Sunday, July 9, 2017

2017.07.09 Can You Still Love? Two Healing Stories.

My seminary learning experience at Yale Divinity School took place in a religiously diverse environment—one reason the school continues to thrive and is economically viable. But it isn’t just the sensible economics, or even the obvious ecumenicity, that gives this school, or any school, a soul of its own. It takes real people and real stories.

Nellie was a student with multiple challenges. She’d been in a car accident on her way to begin her college education. Her mother was driving. It was an accident—an accident that left Nellie with severe brain damage, unable to walk or talk except in very halting and barely intelligible ways. I was scared of Nellie. I didn’t know what to do or how to be with her, or what to do with my shame. I admit I avoided Nellie and feared for myself as well—hardly exemplary of a woman who wanted to serve God in ministry or take a shot at christlikeness.
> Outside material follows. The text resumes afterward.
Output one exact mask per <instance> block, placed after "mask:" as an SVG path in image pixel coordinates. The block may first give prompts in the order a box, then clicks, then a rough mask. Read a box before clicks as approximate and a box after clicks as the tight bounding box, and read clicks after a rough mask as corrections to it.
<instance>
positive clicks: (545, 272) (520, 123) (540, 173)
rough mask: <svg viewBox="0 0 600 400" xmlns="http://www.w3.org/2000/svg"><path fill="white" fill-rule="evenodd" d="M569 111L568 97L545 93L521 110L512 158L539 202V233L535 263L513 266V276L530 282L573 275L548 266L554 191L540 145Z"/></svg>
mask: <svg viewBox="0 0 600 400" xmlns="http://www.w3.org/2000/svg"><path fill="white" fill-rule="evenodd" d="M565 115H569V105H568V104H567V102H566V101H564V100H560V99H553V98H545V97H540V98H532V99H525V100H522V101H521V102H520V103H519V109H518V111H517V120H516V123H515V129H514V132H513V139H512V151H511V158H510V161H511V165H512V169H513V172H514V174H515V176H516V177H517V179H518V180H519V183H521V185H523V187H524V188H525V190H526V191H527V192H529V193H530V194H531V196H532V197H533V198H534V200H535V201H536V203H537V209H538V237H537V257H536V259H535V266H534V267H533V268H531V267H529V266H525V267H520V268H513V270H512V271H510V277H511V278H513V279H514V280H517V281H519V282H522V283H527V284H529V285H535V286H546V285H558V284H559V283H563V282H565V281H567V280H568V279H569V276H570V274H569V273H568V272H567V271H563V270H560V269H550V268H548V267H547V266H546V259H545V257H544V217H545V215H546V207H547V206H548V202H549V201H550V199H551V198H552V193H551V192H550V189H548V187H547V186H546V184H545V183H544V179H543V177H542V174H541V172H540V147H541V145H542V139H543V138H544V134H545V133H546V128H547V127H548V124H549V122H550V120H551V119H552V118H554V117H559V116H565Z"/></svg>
I wondered how Nellie had forgiven her mother. I wondered why Nellie wanted to go to seminary and get ordained in spite of her severe limitations. One professor, an Episcopal priest, worked with Nellie as a tutor. He typed out her words for papers, and made sure she was accompanied safely to and from her classes. It all felt like a full-blown miracle to me—too difficult to digest.

Yet Nellie was a vibrant presence among us stressed-out, worried bunch of first-year seminarians, most of us not knowing a damn thing about this God we were there to study, if not master. Nellie stood out for her smile. Some days I thought she herself was a prayer. How could she seek God after all that had happened to her?  Some students reported that when she had a beer or two her speech suddenly became intelligible. Nellie’s being there among us must have had something to do with the impossible love of God—the love that scared me and made me run the other way. 

Now I wonder if Nellie's passion for God was not for the God the church traditionally presents, the Omnipotent one with all the power, but rather for the God she found in her own broken heart—the same one I’d found in mine as a young child.

I’ve thought a lot about Nellie over the 35 years since I graduated. What ever happened to her?

Google-god!!—the great connective search engine—helped me out.

Nellie did graduate from Hampshire which took her seven years. In that time she felt called to serve God. “Serving God became her salvation,” wrote Michael Vitez, journalist and Director of Narrative Medicine at Temple University’s Lewis Katz School of Medicine in Philadelphia. Vitez has written Nellie’s story for his book on the healing power of story. 

Nellie went on to graduate from seminary and was ordained a deacon in the Episcopal Church in 1993. She served in Chestnut Hill United Church (formerly United Methodist) until 2014 when she retired. It would take Nellie as much as five weeks with blurry vision and one palsied finger to type out 2000 words for a sermon. She then selected different parishioners to read her words to the congregation. Oh Godde, what a privilege! Nellie attended the Episcopal General Convention in Denver in 2000, where a special ramp for the entire altar procession was constructed so Nellie could read the Gospel using her voice box. 

Here is a photo of Nellie on the steps of the Philadelphia Museum of Art. You see she is still smiling that smile I remember so well, the soul-smile that made Nellie shine.
Nellie died in August, 2016, at age 64. 



Only recently have I fully understood and wept deeply for Nelly and for me. The painful beauty Nellie gave me, stirred up as I read about Ed Bennett (1959-2017) in my Yale Alumni Magazine. Ed became a quadriplegic after a diving accident just before he entered his sophomore year at Yale University.

Here is Ed at a wedding in 1990, surrounded by his Yalie friends who called him “Edder”.
“Can I piece a life together?” Ed had asked a rehab psychologist, Lester Butt, when he was facing life with minimal movement in one arm only.

“Can you still love?" Butt replied.

The rest of Ed’s wheelchair-bound life was spent living the answer to that awakening question in the affirmative. He was the first quadriplegic to graduate from Yale College and went on to attend Yale Law School and Yale Divinity School but did not complete those degrees. He didn’t think his temperament was suited to pastoral work, although friends remember Ed as one with an “uncanny ability to bring people together.” Note that smile! The church could have used him. I wish he and Nellie had met. Obviously, they both could still love.

Ed wrote this in an essay for YDS in 1995:

“I have thought a great deal over the past few years about what is important to me. Perhaps my paralysis, maybe my acute experience of mortality  . . .  something has forced into my intimate, quiet moments the sense that God matters. My friends matter. The suffering of other people matters. And when I look at my profoundest satisfactions—friends, ideas, helping others, family—I do not see political or intellectual connections among them. Instead, I see a world of subtlety and wonder that lives in the spiritual world.”

Can you still love? 

I’m trying, Ed and Nellie. Thanks to you, I’m trying. And thanks be to God whose Hope incarnate forgives me—over and over—in my own clumsy efforts to love. And thanks to the Spirit who gives me eye and heart to spot healing stories, call them gospel, write them down, and send them forth—seeds for healing.